British Energy Fallout Zone (2) – Double or Quits



BE’s optimism is unbounded: they report being in talks with 10 suitors for carrying out next-generation nuclear power plant developments. Surprising ? Not really: talk costs nothing, and everyone remembers the bonanza that was the government’s cack-handed ‘rescue’ of BE in 2002-3, when many companies made a lot of money.

In particular, BE was required by the government to sell forward a huge chunk of electricity – at the absolute bottom of the market, the usual Gordon Brown trick. A nice illustration of this is in the graph above from this week’s Report: the appropriately Brown lines show the prices at which BE sold its power, reflecting the low-price forward contracts; the blue is out-turn market prices for 1-year contracts (spot prices were frequently even higher). Canny Centrica was the major beneficiary of this extraordinary windfall.

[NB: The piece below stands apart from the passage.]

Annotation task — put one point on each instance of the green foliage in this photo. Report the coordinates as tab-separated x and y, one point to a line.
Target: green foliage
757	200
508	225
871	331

When these forced sales expired in 2005, BE carried on selling forward. Apart from luckily having called last winter correctly, the results are not impressive, as we can see. Undeterred, they have continued with this strategy: the graph shows what they’ve done for the current year and the report boasts of a large chunk sold for 08/09 variously at £32 (sic) and £42 / MWh, plus some extending out as far as 2013 ‘to protect against lower price scenarios’.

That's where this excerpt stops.